Het Openbaar Ministerie heeft negatief geadviseerd omdat het gevaar bestaat dat klager zich weer aan detentie zal proberen te onttrekken.
De politie heeft positief geadviseerd.

Klager ondergaat een gevangenisstraf van vier jaar met aftrek, wegens het opzettelijk handelen in strijd met de artikelen 310 en 312 WvSr. De wettelijk vroegst mogelijke v.i.-datum valt op of omstreeks 7 april 2014.

Het beroep richt zich tegen de afwijzing van klagers eerste verlofaanvraag.

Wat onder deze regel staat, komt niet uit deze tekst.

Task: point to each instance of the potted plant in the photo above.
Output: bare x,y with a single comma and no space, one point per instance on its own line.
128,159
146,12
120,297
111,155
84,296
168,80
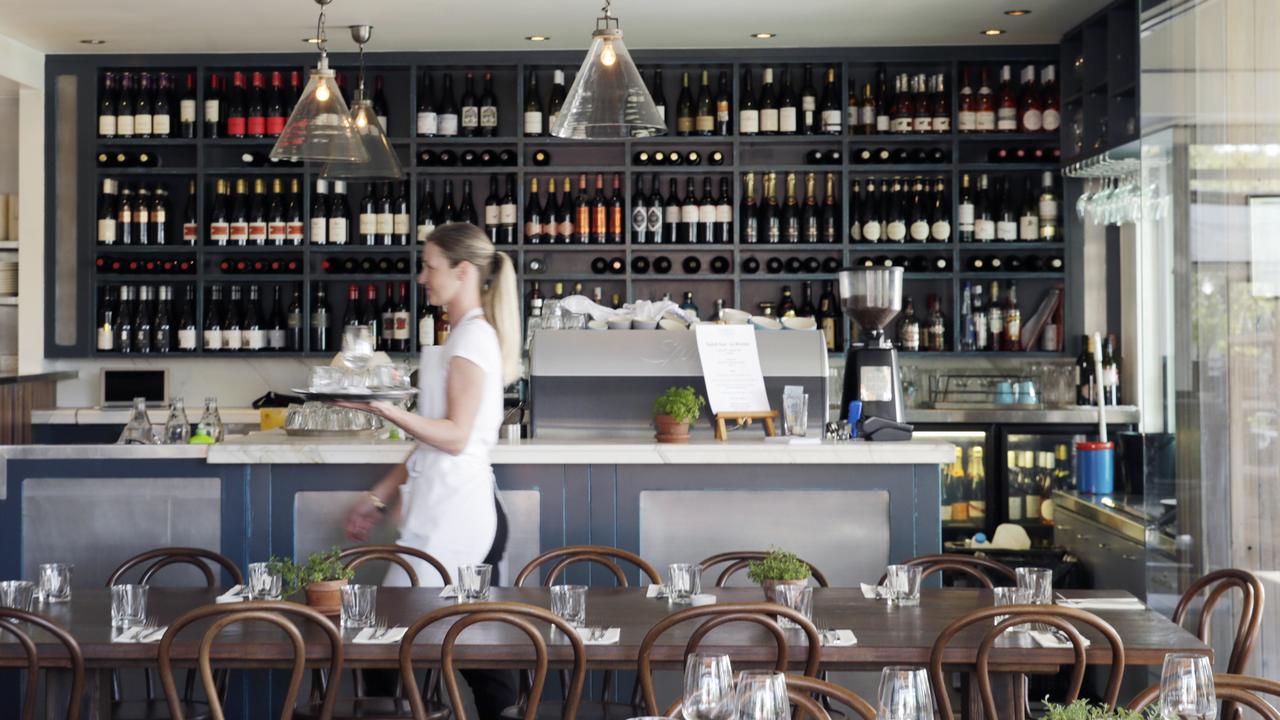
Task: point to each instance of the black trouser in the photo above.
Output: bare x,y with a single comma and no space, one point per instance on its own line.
494,689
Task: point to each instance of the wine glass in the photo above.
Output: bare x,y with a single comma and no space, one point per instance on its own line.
905,695
1187,687
708,687
762,695
357,346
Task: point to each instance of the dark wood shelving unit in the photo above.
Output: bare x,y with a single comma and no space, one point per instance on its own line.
208,159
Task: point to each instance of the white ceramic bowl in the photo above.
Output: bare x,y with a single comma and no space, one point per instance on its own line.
799,323
763,323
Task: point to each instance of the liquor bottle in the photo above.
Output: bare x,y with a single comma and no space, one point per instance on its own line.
704,113
684,108
557,98
748,113
787,108
428,122
533,215
339,215
810,231
1051,117
1047,209
447,110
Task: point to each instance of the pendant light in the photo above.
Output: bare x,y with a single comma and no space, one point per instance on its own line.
382,162
608,99
320,126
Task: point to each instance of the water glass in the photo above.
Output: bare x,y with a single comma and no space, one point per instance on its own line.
570,604
18,595
55,582
905,695
796,597
359,606
708,687
1187,687
1011,596
474,582
128,605
762,695
904,584
684,580
264,582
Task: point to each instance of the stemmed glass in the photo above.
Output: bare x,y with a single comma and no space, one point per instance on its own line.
1187,688
708,687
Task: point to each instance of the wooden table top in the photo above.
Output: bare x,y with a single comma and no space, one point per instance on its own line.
886,636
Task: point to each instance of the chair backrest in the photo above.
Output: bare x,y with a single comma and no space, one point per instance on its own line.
515,614
594,554
396,555
275,613
1064,619
737,561
981,569
1230,688
1219,583
33,661
161,557
763,614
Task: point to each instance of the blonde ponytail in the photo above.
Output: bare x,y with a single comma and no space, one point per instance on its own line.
498,292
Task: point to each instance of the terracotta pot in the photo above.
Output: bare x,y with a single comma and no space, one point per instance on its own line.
769,587
671,429
325,597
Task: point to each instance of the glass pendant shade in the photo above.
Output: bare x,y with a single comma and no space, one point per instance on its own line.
382,163
320,126
608,99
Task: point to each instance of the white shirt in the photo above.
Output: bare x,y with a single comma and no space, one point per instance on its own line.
447,502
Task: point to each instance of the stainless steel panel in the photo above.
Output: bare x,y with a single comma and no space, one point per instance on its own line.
97,524
845,533
319,518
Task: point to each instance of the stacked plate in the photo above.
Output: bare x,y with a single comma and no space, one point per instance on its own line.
8,277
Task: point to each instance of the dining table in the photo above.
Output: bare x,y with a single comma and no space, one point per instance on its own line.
886,634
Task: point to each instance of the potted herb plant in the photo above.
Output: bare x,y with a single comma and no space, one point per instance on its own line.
321,577
673,410
777,568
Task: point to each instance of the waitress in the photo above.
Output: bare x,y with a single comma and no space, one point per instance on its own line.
448,499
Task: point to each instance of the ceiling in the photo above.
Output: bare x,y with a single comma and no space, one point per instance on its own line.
237,26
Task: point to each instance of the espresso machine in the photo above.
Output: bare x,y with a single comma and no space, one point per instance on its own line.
872,297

Uit de stukken blijkt dat klager na een schorsing van de voorlopige hechtenis niet is teruggekeerd in de inrichting. Hij heeft zich van 8 juli 2008 tot 11 oktober 2011 onttrokken aan detentie en tijdens deze onttrekking meerdere nieuwe strafbare feiten
gepleegd. waarvoor hij is veroordeeld tot zeven maanden gevangenisstraf. De beroepscommissie is van oordeel dat voornoemde omstandigheid een forse contra-indicatie vormt voor verlofverlening en dat deze vooralsnog, ondanks het positieve advies van de
politie, een afwijzing van klagers verlofaanvraag rechtvaardigt. Het beroep zal dan ook ongegrond worden verklaard en de uitspraak van de beklagcommissie zal worden bevestigd.

4. De uitspraak
De beroepscommissie verklaart het beroep ongegrond en bevestigt de uitspraak van de beklagcommissie.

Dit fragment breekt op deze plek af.